Former Sen. Don Nickles (R-Okla.), who was also on the panel, kind of defended Abramoff, although not too strenuously. “I don’t think he should be found guilty just yet,” Nickles said. “I’m not trying to defend him, but I think he should get to present his side of the story.” Nickles is now a partner in the Nickles Group.

Funny Money? Republicans are making much ado about the source of a donation to Bob Casey Jr., a Democrat running against Sen. Rick Santorum (R-Pa.) in 2006.

Casey took $2,100 from famed low-budget film producer Roger Corman, whose work includes such blockbusters as women-in-prison films “The Big Doll House” and “The Hot Box,” and “nurse” films “The Student Nurses” and “Night Call Nurses.” And let’s not forget the old classic “The Strangler’s Wife.”

The National Republican Senatorial Committee did a little research into Corman’s films and reviews. John O’Connor said in The New York Times in 1980 that Corman had “a genius for exploiting sex and violence, combined with the ability to churn out movies on very low budgets.” The Irish Times, in 1997, called Corman “the king of trash” from his “tinfoil-and-cardboard scifi epics to lurid horror tales and blood-spattered gangster movies.”
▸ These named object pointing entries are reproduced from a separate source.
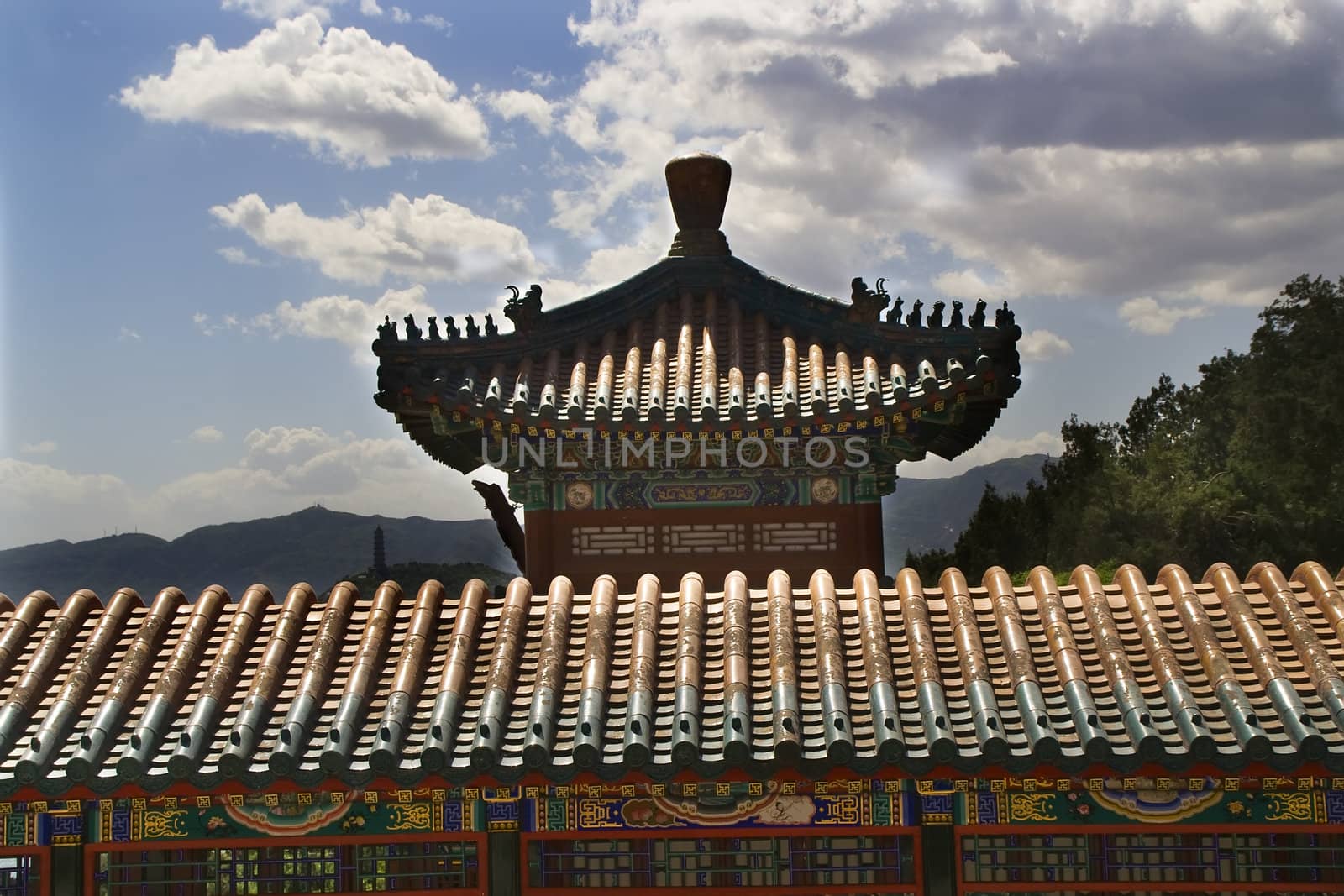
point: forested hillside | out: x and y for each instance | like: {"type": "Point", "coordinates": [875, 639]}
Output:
{"type": "Point", "coordinates": [1245, 465]}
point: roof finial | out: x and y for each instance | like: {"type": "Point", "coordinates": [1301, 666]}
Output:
{"type": "Point", "coordinates": [698, 186]}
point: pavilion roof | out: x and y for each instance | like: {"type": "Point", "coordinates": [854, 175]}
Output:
{"type": "Point", "coordinates": [904, 679]}
{"type": "Point", "coordinates": [705, 340]}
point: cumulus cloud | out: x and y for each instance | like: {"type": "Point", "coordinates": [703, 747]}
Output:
{"type": "Point", "coordinates": [339, 90]}
{"type": "Point", "coordinates": [45, 446]}
{"type": "Point", "coordinates": [284, 469]}
{"type": "Point", "coordinates": [40, 503]}
{"type": "Point", "coordinates": [1146, 315]}
{"type": "Point", "coordinates": [1043, 345]}
{"type": "Point", "coordinates": [343, 318]}
{"type": "Point", "coordinates": [428, 238]}
{"type": "Point", "coordinates": [523, 103]}
{"type": "Point", "coordinates": [992, 448]}
{"type": "Point", "coordinates": [1058, 148]}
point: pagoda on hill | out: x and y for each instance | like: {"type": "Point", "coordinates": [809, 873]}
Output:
{"type": "Point", "coordinates": [701, 414]}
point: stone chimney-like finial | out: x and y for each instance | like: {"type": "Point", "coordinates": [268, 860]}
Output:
{"type": "Point", "coordinates": [698, 186]}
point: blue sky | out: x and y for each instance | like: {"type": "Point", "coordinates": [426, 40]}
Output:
{"type": "Point", "coordinates": [205, 211]}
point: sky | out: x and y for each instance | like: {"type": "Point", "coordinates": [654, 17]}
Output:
{"type": "Point", "coordinates": [205, 211]}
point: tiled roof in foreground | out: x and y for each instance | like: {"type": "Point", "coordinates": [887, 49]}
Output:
{"type": "Point", "coordinates": [712, 676]}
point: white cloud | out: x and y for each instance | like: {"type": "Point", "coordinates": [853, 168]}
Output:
{"type": "Point", "coordinates": [1146, 315]}
{"type": "Point", "coordinates": [1043, 345]}
{"type": "Point", "coordinates": [969, 284]}
{"type": "Point", "coordinates": [535, 78]}
{"type": "Point", "coordinates": [343, 318]}
{"type": "Point", "coordinates": [237, 255]}
{"type": "Point", "coordinates": [428, 238]}
{"type": "Point", "coordinates": [40, 503]}
{"type": "Point", "coordinates": [992, 448]}
{"type": "Point", "coordinates": [523, 103]}
{"type": "Point", "coordinates": [284, 469]}
{"type": "Point", "coordinates": [338, 90]}
{"type": "Point", "coordinates": [45, 446]}
{"type": "Point", "coordinates": [1057, 148]}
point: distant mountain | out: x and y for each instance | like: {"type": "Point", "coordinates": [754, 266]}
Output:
{"type": "Point", "coordinates": [320, 547]}
{"type": "Point", "coordinates": [931, 513]}
{"type": "Point", "coordinates": [316, 546]}
{"type": "Point", "coordinates": [413, 575]}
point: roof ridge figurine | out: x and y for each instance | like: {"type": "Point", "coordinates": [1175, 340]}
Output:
{"type": "Point", "coordinates": [524, 311]}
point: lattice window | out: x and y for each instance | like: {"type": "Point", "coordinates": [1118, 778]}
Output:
{"type": "Point", "coordinates": [289, 869]}
{"type": "Point", "coordinates": [873, 864]}
{"type": "Point", "coordinates": [595, 540]}
{"type": "Point", "coordinates": [793, 537]}
{"type": "Point", "coordinates": [721, 537]}
{"type": "Point", "coordinates": [1289, 862]}
{"type": "Point", "coordinates": [20, 876]}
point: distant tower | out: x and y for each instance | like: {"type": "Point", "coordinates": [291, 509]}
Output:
{"type": "Point", "coordinates": [380, 553]}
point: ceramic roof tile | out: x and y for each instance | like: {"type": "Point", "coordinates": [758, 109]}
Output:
{"type": "Point", "coordinates": [1167, 672]}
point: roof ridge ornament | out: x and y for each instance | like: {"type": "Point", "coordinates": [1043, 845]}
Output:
{"type": "Point", "coordinates": [698, 186]}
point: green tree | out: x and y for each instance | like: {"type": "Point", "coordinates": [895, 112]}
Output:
{"type": "Point", "coordinates": [1245, 465]}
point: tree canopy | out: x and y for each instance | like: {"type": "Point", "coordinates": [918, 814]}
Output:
{"type": "Point", "coordinates": [1245, 465]}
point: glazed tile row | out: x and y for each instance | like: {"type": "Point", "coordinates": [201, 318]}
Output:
{"type": "Point", "coordinates": [347, 687]}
NRSC spokesman Brian Nick said, “Based on Casey’s notoriously negative campaign style, let’s hope for the people of Pennsylvania’s sake that this guy isn’t doing his campaign ads.”

Corman’s movies, while tacky, tawdry and cheap as the dickens, are not considered pornography by most. Corman himself has rejected such assertions. So does Casey’s campaign.

Jay Reiff, Casey’s campaign manager, said Republicans had better watch their hypocracy quotient. “Roger Corman’s low-budget films like ‘Little Shop of Horrors’ might not suit everyone’s taste,” he said, “but Rick Santorum should check his own donor list before he tries to pick a morality fight with Bob Casey.”

Touché. Reiff, of course, is referring to Santorum’s own ties to smut. He accepted $12,000 from Adelphia Communications, the first cable company in the nation to offer hardcore pornography.

Kid Power. Besides humans, you’ll have a chance to bid on airline tickets, art, tickets to sporting events and comedy shows, and even country club golf outings (but not to St. Andrews) at Saturday’s silent auction to benefit kids in Anacostia.

The event, being held at the tony Kalorama home of woman-about-town Juleanna Glover Weiss, is the first annual silent auction to raise money for Horton’s Kids, Inc., a nonprofit organization that provides services such as tutoring and mentoring to children of Anacostia.

The group’s board of directors is a bastion of odd bedfellows: Weiss, a conservative, who now works for former Attorney General John Ashcroft’s new lobbying firm, sits on the board with Chairman Matt Gelman, who was an aide to then-Rep. David Bonior (D-Mich.). (Gelman now works for Microsoft.) Karin Walser, the nonprofit’s founder and president, was a trusted aide to the late liberal Rep. Joe Moakley (D-Mass.). Ed Gillespie, former Republican National Committee chairman, sits on the board with veteran Democratic strategist Jim Jordan.

Other board members include Dan Walsh of the Greenberg Traurig law firm, Autumn Hanna VandeHei, a former aide to DeLay, and Shanti Ochs Stanton, an aide to then-Rep. Richard Gephardt (D-Mo).

“Horton’s Kids has managed to bring together arch conservatives and lefty radicals all for the purpose of helping this group of charming children who live in Anacostia in the shadow of the United States Capitol building,” Walser said.

Luxury travel items listed in the auction booklet are as diverse as the board members themselves. They range from a trip to Walt Disney World donated by Disney and tickets to “The Late Show with David Letterman” and “The Daily Show with Jon Stewart,” donated by Viacom, to round-trip domestic airline tickets donated by American Airlines and Independence Air.

For the sports fan and golfer, the auction will include tickets to Nationals and Redskins games, golf at Congressional Country Club and Belle Haven and — hey, hey — a football autographed by former Buffalo Bill and vice presidential candidate Jack Kemp.

John Bresnahan contributed to this report.